The UCL Research Department of Genetics, Evolution and Environment undertakes a broad range of research into plants, and particularly crops. 

The evolution of plants via natural selection and the improvement of crops by artificial selection represent two sides of the same coin, and our research programmes in GEE explore both aspects. We use a combination of empirical studies of plant evolution (Jon Bridle), ancient crop plant DNA (Hernán Burbano and Richard Mott) and experimental intercrosses (Richard Mott) to dissect the genetics of adaptation and domestication and improvement.

This work is particularly relevant given the important challenges induced by climate change on natural ecosystems and on farming.  

Plant responses to environmental change: investigating the evolution of plant behaviour at ecological margins

Our research compares evolutionary responses to ecological variation along an elevational gradient on Mount Etna, Sicily.

How plants respond to changing environments is a fundamental question both in understanding the resilience of ecological communities, and in the maintenance of crop yields in increasingly stressed environments. Our research group, headed by Jon Bridle, uses a combination of genomic, ecological, and quantitative genetic analyses to test limits to the adaptive plasticity of two Senecio ragwort species, which show recent rapid ecological divergence to an elevational gradient.  

Two closely related species of Senecio ragworts are each restricted to low (A) and high (B) elevations, and show distinct leaf morphology, physiology, and life history related to their distribution.

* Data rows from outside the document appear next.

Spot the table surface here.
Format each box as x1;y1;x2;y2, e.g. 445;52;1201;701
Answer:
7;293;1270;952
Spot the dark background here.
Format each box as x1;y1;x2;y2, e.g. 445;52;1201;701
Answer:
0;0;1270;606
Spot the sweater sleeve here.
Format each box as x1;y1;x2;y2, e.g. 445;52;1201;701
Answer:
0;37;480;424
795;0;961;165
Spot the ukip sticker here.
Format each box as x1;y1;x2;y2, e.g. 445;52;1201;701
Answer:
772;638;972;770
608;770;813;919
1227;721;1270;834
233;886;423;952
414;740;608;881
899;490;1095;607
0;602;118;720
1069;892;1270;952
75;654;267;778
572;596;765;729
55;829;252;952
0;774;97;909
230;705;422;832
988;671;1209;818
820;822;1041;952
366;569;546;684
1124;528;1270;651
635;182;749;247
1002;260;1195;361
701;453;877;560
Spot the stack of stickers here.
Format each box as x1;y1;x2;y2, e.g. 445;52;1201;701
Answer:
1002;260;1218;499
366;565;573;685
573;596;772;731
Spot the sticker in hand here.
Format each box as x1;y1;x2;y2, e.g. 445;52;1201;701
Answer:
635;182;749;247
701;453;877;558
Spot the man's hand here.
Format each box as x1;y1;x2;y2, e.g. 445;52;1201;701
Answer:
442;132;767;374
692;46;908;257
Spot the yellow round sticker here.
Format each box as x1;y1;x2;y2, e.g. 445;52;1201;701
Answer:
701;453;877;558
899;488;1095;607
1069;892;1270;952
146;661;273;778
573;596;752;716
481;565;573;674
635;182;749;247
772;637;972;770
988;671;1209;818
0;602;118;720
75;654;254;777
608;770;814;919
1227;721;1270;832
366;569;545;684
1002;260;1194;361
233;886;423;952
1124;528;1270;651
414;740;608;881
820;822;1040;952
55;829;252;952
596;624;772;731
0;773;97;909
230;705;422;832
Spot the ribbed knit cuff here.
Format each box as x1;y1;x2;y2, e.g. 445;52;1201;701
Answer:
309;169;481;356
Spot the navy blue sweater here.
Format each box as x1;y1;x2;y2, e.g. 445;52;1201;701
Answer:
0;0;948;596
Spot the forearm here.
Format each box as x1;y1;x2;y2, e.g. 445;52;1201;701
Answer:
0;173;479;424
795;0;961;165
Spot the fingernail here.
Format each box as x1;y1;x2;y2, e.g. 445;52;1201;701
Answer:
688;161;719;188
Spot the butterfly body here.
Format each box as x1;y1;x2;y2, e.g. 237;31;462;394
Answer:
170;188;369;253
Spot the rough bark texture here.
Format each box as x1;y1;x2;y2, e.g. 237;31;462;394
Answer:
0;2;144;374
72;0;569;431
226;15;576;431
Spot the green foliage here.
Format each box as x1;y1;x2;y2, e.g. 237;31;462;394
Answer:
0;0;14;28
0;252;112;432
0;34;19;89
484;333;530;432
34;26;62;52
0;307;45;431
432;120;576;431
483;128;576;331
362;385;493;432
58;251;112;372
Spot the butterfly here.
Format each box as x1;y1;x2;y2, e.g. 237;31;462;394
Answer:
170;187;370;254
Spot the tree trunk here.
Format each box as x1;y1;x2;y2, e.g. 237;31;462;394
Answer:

We are conducting extensive transplants of genotypes (via cuttings) and seed families on Mount Etna, Sicily, as part of a NERC funded project in collaboration with the Universities of Oxford, Catania, and Napoli and the kind assistance of Piante Faro (Giarre, Italy). These results reveal trade offs between fitness at different life stages, and in below and above ground behaviour, as well as how easily which new forms of adaptive plasticity can evolve beyond each species’ existing ecological margin.  

Prof Antonia Cristaudo (University of Catania) taking cuttings from wild genotypes for propagation in the greenhouse.

With collaborators at the Universities of Oxford, Catania, Monash and Napoli, we are conducting large scale transplant experiments to test the limits of these species' behavioural responses within and beyond their current ecological range. 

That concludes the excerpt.